MATTHEW HOUSE

You’ve seen the stories on the news – refugees arriving in Canada, harried, scared but relieved to find a safe place, away from war and terror. These are one type of refugee. Officially, Canada will welcome up to 505,000 of these sponsored refugees each year and will assist with their housing, employment, orientation and assimilation.

 However, there’s another type of refugee. Though also fleeing violence or persecution from their home country, no one will be welcoming them at the airport; offering them assistance or showing them the ropes. These are asylum seekers, refugee “claimants” and although legally allowed to enter Canada, they receive no formal support until they complete the legal hearing process and are granted the status of refugee, a complex legal process that can take two to three years.

 The heartbreak is, many times, in those two years, the distress these refugees are escaping is replaced by isolation, confusion and homelessness that can come from navigating the high cost of living in a new country on meagre resources. Things often go from bad, to worse, with catastrophic consequences. As of October, 2023, refugee claimants make up a third (approximately 4,000) of the 11,000 or so people in Toronto's shelter system.

 This is where Matthew House comes in. For the last 25 years, Matthew House has quietly been providing a place to sleep, food to eat and social, emotional and legal support to some of the world’s most vulnerable asylum seekers.

 Honestly, can we digress here for just one second? Can you believe the level of human love poured out in service to others that we at DO Philanthropy get to work alongside? It’s profoundly humbling.

 In the middle of Toronto, one of the most expensive cities in the world, Matthew House currently has six, soon to be seven, houses providing an oasis of calm for refugee claimants. Two are dedicated for youth – who, increasingly, are becoming the bulk of the world’s refugees - with volunteer live-in “mentors”. The others are for single mothers, men and women from all nations, each with its own live-in mentors who help knit this cobbled-together group of people from many different nations into a family. 

 If these refugees have left everything, in many ways, so have the house-mentors. These are volunteers who have left their possessions, left their privacy, left their time, their leisure and their comfortable lives to make a home with the displaced.

Of course, they fall in love. And they stay for years.

 Although none of them regards their service as anything but deeply meaningful, those of us watching can’t help but be both stirred and challenged by the depth of their commitment to loving others with a such a selfless, extraordinary generosity.

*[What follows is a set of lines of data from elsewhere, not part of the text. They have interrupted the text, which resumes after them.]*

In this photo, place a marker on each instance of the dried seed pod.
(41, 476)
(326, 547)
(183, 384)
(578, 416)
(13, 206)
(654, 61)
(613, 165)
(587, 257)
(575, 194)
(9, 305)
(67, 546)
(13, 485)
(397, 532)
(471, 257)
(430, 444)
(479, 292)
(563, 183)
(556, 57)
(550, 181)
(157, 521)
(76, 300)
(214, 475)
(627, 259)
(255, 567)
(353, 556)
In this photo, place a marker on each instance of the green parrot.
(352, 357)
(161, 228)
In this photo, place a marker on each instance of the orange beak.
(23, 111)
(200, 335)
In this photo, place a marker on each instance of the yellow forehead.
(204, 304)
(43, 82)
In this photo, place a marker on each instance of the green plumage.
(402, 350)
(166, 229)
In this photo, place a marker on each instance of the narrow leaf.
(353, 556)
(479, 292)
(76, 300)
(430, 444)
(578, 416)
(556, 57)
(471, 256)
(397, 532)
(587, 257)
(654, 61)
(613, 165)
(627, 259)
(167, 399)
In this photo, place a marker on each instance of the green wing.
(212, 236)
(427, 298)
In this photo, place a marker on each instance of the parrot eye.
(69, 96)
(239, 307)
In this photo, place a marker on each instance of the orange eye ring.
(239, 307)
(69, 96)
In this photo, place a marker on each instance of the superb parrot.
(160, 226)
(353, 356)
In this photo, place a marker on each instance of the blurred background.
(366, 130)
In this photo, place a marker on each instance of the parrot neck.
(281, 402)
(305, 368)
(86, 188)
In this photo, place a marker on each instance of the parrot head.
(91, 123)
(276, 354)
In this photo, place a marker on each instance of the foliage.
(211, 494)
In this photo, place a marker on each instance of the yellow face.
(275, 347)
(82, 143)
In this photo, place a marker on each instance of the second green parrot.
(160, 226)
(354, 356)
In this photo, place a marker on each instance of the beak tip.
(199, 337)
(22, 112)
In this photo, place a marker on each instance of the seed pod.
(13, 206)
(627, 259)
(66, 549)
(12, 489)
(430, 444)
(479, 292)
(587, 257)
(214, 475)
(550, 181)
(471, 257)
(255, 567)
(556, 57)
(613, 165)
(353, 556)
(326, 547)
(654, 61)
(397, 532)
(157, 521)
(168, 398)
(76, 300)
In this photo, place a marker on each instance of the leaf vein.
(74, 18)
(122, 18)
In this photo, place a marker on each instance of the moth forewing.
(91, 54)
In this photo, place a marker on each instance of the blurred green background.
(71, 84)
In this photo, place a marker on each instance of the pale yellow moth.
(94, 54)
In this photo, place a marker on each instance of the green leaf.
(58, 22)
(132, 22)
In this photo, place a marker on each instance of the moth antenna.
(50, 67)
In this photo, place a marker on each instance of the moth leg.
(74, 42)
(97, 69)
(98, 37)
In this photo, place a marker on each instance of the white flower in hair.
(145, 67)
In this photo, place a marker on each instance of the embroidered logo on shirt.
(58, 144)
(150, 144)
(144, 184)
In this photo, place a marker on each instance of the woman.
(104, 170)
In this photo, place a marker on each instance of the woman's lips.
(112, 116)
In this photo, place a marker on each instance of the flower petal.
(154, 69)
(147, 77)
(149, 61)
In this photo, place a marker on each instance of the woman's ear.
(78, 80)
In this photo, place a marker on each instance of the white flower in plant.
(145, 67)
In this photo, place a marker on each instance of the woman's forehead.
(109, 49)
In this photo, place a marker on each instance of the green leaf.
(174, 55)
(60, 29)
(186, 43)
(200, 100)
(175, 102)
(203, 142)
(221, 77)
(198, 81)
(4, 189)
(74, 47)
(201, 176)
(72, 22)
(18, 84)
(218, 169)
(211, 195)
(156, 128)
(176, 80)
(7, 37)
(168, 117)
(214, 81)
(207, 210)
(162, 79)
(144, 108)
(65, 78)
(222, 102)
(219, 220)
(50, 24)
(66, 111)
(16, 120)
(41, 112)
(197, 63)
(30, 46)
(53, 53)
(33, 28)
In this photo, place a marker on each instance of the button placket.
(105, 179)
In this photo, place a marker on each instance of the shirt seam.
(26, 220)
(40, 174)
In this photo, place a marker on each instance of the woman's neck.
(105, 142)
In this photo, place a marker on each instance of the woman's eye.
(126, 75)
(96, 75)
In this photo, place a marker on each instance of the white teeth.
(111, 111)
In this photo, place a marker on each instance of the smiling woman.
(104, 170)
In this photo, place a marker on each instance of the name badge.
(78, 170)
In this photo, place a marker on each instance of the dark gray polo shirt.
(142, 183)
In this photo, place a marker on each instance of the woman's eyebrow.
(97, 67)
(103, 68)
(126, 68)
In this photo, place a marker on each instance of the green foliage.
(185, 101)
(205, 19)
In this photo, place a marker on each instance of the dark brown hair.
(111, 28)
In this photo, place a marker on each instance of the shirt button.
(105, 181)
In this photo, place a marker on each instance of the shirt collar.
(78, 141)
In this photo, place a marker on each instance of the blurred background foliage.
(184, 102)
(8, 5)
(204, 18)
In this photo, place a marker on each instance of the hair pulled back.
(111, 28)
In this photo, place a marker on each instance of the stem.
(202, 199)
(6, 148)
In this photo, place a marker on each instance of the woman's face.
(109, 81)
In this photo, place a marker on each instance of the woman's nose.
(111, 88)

 Other than love, one of the most fascinating and powerful things Matthew House offers refugees is their cutting edge, hearing simulation program, “Recourse”. Recourse has been refined over 25 years with the assistance of social workers and immigration lawyers and helps refugees prepare for their turn in front of the Immigration and Refugee Board of Canada to determine whether they will be allowed a future in Canada or deported. As you can imagine, it’s a stressful, intimidating process. “Recourse” ensures they are physically and emotionally prepared and have every opportunity to clearly, truthfully and effectively share their story.

 We are so moved by the work Matthew House does, and with all our hearts, we commend this charity to you. “Refugee funds” established at moments of crisis are fine, and, we should add, needed. But please consider also supporting the faithful people who are doing this crucial work in your own back yard, year in, year out with some of those same persecuted people.

When you engage, we believe you, too, will fall in love.